Amor descartable
Un cuerpo. Apenas lo distingo. Solo el brillo del pelo que se desparrama sobre la
almohada. La luz de la calle, que entra por las discretas
rendijas de la habitación de hotel, muere justo allí, en la cabellera de color
indefinido y de identidad desconocida. Anoche, en ese adverbio de tiempo que se me antojaba
remoto habría alguna pista de ese hombre que duerme a mi
lado. Ni siquiera recuerdo la pasión que tuvo que haber acontecido en aquel cuarto anónimo, refugio obligado
de los jóvenes de entonces que vivíamos todavía en casas familiares. Cuarto anónimo, hombre desconocido, intimidad que había muerto también entre las sábanas,
cierto terror difuso. Hundo la cabeza en la almohada. Cierro los ojos.
La vida
discurría entre facultad, militancia y cuartos de hoteles al paso. Esto último hegemonizaba el tiempo, como una montaña rusa que se
había salido de sus rieles y nos mantenía siempre al borde del abismo, suspendidos y a la espera. Esa
noche, sin embargo, fue el principio del fin. De una era. Los ochenta
agonizaban prematuramente y todavía no sabíamos que cada vez que un gobierno cayera antes de tiempo lo haría con ruido, balas y muertos. La Tablada y los
saqueos estaban a la vuelta de la esquina. Y unos pasos atrás, el nefasto “felices pascuas”. La sexualidad revolucionaria también estaba llegando
a su fin. Empezaba a aburrirnos, pasaban los cuerpos desconocidos y conocidos
por camas anónimas, las reuniones predecibles en casas ajenas, las madrugadas
interminables vagando por una Buenos Aires cada vez más hostil, la incertidumbre por un futuro que
siempre se nos antojaba un poco más negro. Yo añoraba, ya entonces, los
primeros años pos dictadura. El instante sagrado del renacimiento. El inicio
del torbellino, del agite, de esas primeras veces irrepetibles, del amor
redentor y de la lucha con final feliz. También entonces estábamos desesperados.

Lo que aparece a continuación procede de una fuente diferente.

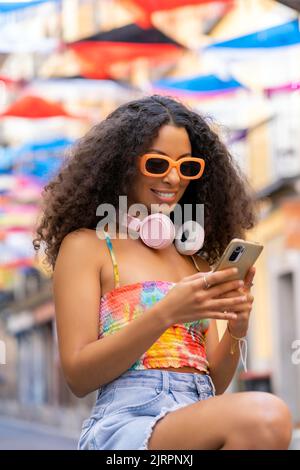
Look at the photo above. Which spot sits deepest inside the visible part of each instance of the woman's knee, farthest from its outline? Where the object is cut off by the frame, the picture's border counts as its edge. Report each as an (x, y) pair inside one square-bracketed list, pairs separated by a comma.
[(269, 421)]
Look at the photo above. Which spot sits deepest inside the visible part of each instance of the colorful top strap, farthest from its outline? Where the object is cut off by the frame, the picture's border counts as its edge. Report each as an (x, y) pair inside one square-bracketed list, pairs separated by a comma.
[(114, 261)]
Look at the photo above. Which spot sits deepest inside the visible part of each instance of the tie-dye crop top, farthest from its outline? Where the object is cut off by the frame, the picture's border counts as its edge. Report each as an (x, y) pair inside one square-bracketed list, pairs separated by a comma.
[(180, 345)]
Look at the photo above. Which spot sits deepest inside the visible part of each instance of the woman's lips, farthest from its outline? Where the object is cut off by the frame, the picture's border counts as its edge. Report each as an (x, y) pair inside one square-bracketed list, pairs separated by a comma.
[(165, 196)]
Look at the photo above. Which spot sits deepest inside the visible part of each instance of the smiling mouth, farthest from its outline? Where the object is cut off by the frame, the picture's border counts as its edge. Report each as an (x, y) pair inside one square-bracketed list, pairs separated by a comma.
[(165, 196)]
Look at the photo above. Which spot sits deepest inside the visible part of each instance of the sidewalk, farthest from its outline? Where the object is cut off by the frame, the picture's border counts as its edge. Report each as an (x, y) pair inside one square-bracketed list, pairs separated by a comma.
[(22, 435)]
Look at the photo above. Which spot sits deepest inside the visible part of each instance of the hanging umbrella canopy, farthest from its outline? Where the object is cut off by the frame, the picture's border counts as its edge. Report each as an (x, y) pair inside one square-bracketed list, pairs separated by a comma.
[(202, 85), (100, 52), (286, 34), (34, 107), (143, 9)]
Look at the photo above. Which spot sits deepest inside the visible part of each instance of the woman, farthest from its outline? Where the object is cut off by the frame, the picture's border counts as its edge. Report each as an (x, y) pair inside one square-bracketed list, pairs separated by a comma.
[(153, 353)]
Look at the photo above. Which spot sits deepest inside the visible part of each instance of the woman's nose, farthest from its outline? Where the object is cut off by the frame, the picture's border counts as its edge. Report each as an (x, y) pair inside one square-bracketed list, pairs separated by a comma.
[(172, 177)]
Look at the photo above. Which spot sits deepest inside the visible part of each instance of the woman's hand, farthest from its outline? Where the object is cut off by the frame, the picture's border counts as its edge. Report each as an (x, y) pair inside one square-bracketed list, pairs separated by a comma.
[(190, 299), (239, 326)]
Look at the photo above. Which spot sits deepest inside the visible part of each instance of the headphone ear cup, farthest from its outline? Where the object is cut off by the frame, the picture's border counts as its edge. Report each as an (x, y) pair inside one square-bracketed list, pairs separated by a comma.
[(194, 238), (157, 231)]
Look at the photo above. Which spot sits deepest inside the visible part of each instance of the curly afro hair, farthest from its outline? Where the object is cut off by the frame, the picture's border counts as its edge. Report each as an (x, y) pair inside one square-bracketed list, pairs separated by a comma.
[(102, 164)]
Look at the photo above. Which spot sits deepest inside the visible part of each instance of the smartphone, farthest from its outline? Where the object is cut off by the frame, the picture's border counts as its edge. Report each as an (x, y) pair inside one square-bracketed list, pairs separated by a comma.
[(240, 254)]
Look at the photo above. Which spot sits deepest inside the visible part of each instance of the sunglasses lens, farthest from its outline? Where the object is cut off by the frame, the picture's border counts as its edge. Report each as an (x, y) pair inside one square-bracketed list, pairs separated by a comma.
[(156, 166), (190, 169)]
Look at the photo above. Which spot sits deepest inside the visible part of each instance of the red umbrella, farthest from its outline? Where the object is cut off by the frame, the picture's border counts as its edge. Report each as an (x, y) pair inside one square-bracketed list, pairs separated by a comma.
[(34, 107), (145, 8)]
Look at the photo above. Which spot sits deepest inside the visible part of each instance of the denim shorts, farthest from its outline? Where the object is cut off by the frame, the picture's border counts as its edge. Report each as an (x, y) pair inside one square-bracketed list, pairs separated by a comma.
[(127, 408)]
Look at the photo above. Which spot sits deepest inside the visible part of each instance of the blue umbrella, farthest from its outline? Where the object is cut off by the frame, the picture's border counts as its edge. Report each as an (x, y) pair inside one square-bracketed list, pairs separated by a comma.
[(7, 7), (40, 159), (206, 84), (286, 34)]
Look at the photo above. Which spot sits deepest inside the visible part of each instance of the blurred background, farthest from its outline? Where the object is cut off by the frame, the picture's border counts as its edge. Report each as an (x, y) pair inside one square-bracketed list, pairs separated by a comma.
[(64, 65)]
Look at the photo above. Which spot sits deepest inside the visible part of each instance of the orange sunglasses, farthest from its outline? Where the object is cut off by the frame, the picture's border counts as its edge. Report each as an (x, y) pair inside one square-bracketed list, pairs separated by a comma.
[(154, 165)]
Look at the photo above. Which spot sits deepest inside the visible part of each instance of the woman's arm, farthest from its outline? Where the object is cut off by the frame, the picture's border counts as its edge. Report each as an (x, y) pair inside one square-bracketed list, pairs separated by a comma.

Vivíamos desesperados, deambulábamos desesperados, pero creíamos. Sin saberlo, habitábamos un afuera que nos devolvía el espejismo del centro. Éramos una raza en extinción: tal vez, la última generación de jóvenes creyentes. “Mamá,
ella nunca se va a casar, es anarquista”, le decía entonces un compañero de
estudios a su madre cuando yo iba a su casa a estudiar. La mujer, modista de
alta costura, solía hacerme modelar sus
trajes de novia a modo de prueba. "Qué bella estás, imaginate cuando sea el tuyo", me decía contemplando su preciosa obra sobre mi cuerpo. Los
otros reían e insistían en algo que cumplí a rajatabla. "Pero como que no, cuando se enamore hablamos",
insistía la mujer. Mi reflejo en el espejo y el terror que me recorría la espalda, como un film de clase B,
certificaban que no, que no seríamos ni esas mujeres ni
esos hombres que prohibían el sexo en las casas familiares o que soñaban con el blanco y la descendencia. Nunca seríamos normales.
La
luz de la mañana entra a raudales. El turno termina a las diez. Vamos a desayunar a un bar de Chacarita. Una saludable nube de indiferencia empieza a levantarse entre los dos. O ya fluía de antes. Me deprime el momento,
me alegra saber que no lo volveré a ver. Intuyo que a él le pasa lo mismo. Nada
personal. Solo hartazgo prematuro. Mucho
tiempo después leí que Flaubert pensaba que despertar con un cuerpo desconocido
a nuestro lado era una experiencia imprescindible para comprender la
modernidad. La estaba comprendiendo entonces a costa de sangre y deseos. No
tengo dudas: después de cerca de diez años convulsivos, estaba harta de ser joven.